Pre-built agent templates for common roles and functions. Clone one, update the prompts, add your RAG knowledge, and you have a custom agent in minutes — not hours.
| Template | Type | What It Does |
|---|---|---|
| General Architect | Architect | Designs full-stack application architectures from project descriptions |
| Content Writer | Executor | Writes marketing content, blog posts, and copy based on brand guidelines |
| Data Transformer | Executor | Takes unstructured data and transforms it into structured formats |
| API Integration Specialist | Executor | Builds connections between platforms using REST APIs |
| Code Reviewer | Executor | Reviews code for quality, security, and best practices |
| Documentation Writer | Executor | Generates technical and user documentation from code and specs |
| Template | Type | What It Does |
|---|---|---|
| Sales Proposal Writer | Executor | Generates customized proposals based on client requirements and your pricing |
| Customer Support Tier 1 | Executor | Handles first-touch support using your knowledge base |
| Operations Analyst | Executor | Analyzes operational data and generates insights and recommendations |
| Meeting Summarizer | Executor | Processes transcripts into structured summaries with action items |
| HR Onboarding Assistant | Executor | Guides new hires through onboarding using your company's materials |
| Financial Report Generator | Executor | Generates formatted financial reports from raw data |
| Workflow Architect | Architect | Designs multi-step operational workflows with agent assignments |
| Integration Architect | Architect | Designs multi-platform integration architectures |
Templates are starting points, not finished products. The magic happens when you combine a proven template structure with your company's specific knowledge via RAG training.

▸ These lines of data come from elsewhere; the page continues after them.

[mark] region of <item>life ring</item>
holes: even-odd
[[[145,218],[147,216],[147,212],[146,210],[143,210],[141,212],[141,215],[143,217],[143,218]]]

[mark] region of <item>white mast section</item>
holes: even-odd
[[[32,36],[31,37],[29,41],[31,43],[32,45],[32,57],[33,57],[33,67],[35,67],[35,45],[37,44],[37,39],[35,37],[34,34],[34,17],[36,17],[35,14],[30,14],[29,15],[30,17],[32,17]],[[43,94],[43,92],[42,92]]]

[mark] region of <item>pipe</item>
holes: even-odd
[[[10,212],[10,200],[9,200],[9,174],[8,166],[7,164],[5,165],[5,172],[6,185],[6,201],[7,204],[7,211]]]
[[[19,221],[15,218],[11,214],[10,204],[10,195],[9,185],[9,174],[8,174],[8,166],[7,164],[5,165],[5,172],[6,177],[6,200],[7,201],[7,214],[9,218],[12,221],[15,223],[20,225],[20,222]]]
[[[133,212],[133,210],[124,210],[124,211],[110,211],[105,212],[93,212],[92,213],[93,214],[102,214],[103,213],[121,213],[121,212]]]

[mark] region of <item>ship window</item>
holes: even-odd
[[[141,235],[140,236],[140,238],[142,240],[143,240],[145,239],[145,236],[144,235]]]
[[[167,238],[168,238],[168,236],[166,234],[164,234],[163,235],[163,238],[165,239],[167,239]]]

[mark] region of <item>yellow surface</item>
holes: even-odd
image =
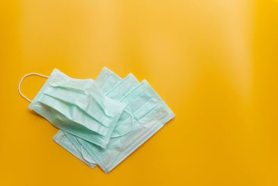
[[[0,23],[0,185],[278,185],[277,1],[1,1]],[[104,66],[177,116],[107,175],[17,92]]]

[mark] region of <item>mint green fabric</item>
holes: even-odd
[[[136,87],[139,84],[139,82],[137,79],[132,75],[129,74],[126,78],[124,78],[122,82],[118,83],[114,88],[112,88],[110,91],[107,91],[106,95],[111,98],[113,98],[114,99],[121,100],[126,95],[127,95],[130,91],[131,91],[135,87]],[[113,133],[111,137],[114,136],[120,135],[122,134],[125,134],[126,131],[131,128],[131,124],[132,123],[132,121],[125,112],[122,114],[121,117],[126,117],[128,118],[127,122],[124,125],[117,125],[116,124],[116,127],[113,131]],[[89,156],[85,155],[88,153],[86,151],[82,150],[82,146],[81,142],[82,143],[83,139],[78,138],[71,134],[66,133],[65,134],[69,137],[70,141],[74,144],[75,147],[77,148],[79,152],[81,154],[83,161],[85,163],[94,163],[94,161],[92,161],[92,158]],[[65,147],[66,148],[66,147]],[[76,152],[71,152],[72,153],[76,153]]]
[[[105,148],[125,104],[105,96],[92,79],[55,69],[28,108],[54,125]]]
[[[97,76],[95,82],[101,92],[106,94],[122,81],[122,78],[107,68],[104,67],[100,74]],[[70,134],[63,130],[59,130],[54,137],[53,140],[92,169],[94,168],[97,165],[96,163],[88,154],[86,155],[85,153],[81,153],[82,147],[77,139],[71,139],[67,135],[70,135]],[[83,158],[83,156],[85,156],[85,158]],[[90,162],[85,160],[89,160]]]
[[[122,98],[121,102],[126,104],[126,109],[134,118],[134,127],[131,132],[118,138],[111,138],[106,149],[78,139],[83,146],[81,153],[88,153],[105,173],[111,171],[174,117],[146,80]],[[117,125],[119,127],[129,123],[128,116],[123,113]]]

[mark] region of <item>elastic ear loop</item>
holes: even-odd
[[[29,99],[28,99],[25,95],[24,95],[22,93],[22,91],[20,91],[20,85],[22,84],[23,79],[24,79],[25,77],[26,77],[27,76],[29,76],[29,75],[38,75],[38,76],[43,77],[47,77],[47,78],[48,78],[49,77],[48,77],[48,76],[46,76],[46,75],[40,75],[40,74],[37,74],[37,73],[30,73],[30,74],[28,74],[28,75],[24,75],[24,76],[22,78],[22,79],[20,80],[19,84],[18,85],[18,91],[19,92],[20,95],[21,95],[24,98],[25,98],[27,101],[28,101],[28,102],[31,102],[31,101]]]
[[[131,127],[126,132],[125,132],[125,133],[124,133],[122,134],[118,135],[118,136],[113,137],[111,138],[116,138],[116,137],[122,137],[124,135],[126,135],[126,134],[129,134],[130,132],[131,132],[131,130],[133,129],[133,126],[134,126],[134,118],[133,118],[133,116],[132,115],[131,113],[130,113],[129,111],[128,111],[126,110],[124,110],[124,111],[126,112],[127,114],[129,114],[131,116],[131,118],[132,118]],[[81,144],[81,155],[82,155],[83,158],[84,158],[84,160],[85,161],[88,162],[89,163],[95,164],[95,162],[92,162],[90,160],[88,160],[86,157],[85,157],[85,156],[83,155],[83,145]]]

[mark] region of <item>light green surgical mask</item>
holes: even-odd
[[[107,68],[104,67],[100,74],[97,76],[95,82],[100,88],[101,92],[106,94],[122,81],[122,78]],[[83,154],[81,153],[81,149],[82,146],[77,139],[70,139],[67,135],[71,134],[67,132],[64,132],[63,130],[59,130],[53,139],[85,164],[91,168],[94,168],[97,165],[96,163],[94,162],[94,160],[90,158],[88,153],[85,153],[85,152]],[[89,160],[90,162],[85,160]]]
[[[89,141],[79,139],[82,145],[81,153],[88,154],[105,173],[110,172],[140,146],[158,131],[174,114],[161,100],[146,80],[121,100],[126,104],[126,109],[134,118],[133,130],[117,138],[111,138],[106,149]],[[128,116],[121,116],[119,127],[129,123]],[[86,160],[90,162],[90,160]]]
[[[124,78],[124,80],[122,80],[122,82],[118,83],[111,90],[107,91],[106,95],[110,98],[113,98],[113,99],[115,99],[116,100],[121,100],[138,84],[139,82],[137,80],[137,79],[132,74],[129,74],[126,78]],[[113,87],[113,86],[111,86],[111,87]],[[129,117],[129,116],[128,114],[123,112],[121,117],[126,116]],[[131,125],[131,123],[132,121],[131,121],[131,119],[129,119],[129,122],[126,122],[125,125],[116,125],[113,133],[112,134],[111,138],[120,137],[130,132],[133,128],[133,125]],[[58,132],[60,133],[61,132],[59,131]],[[60,135],[60,134],[57,134]],[[77,153],[77,157],[79,158],[79,157],[81,156],[83,158],[79,159],[86,164],[95,164],[94,162],[94,160],[92,160],[90,156],[88,155],[88,153],[85,150],[83,150],[83,147],[81,146],[81,144],[83,141],[83,139],[74,137],[74,135],[72,135],[71,134],[69,134],[67,132],[65,132],[65,134],[70,139],[70,141],[72,143],[76,149],[78,150],[79,153]],[[57,140],[60,140],[60,139],[58,138],[56,136],[55,136],[54,138],[56,141]],[[65,148],[67,149],[67,146],[65,146]],[[70,150],[69,151],[71,152]],[[72,150],[71,153],[76,153],[76,151]]]
[[[72,79],[57,69],[28,106],[54,125],[104,148],[124,107],[94,80]]]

Everything you create is private. No other customer can see or access your agents.
You can request to whitelist specific agents to the Community Agents marketplace.
Once approved, your agent becomes available for other customers' CEO Agent projects.
When your agent is selected for another customer's task, you earn credits.
If your agents contain proprietary logic in their prompts or represent competitive advantages, keep them private. That's the default, and there's zero pressure to change it.
Every plan includes guided setup — we don't just give you a form and wish you luck. On your setup call, we'll identify your highest-value agent roles, help you write the prompts, and get RAG training started.
By the end of your first week, you'll have a roster of custom AI agents that know your business and are ready to work.
Most customers have 3–5 custom agents live within their first week.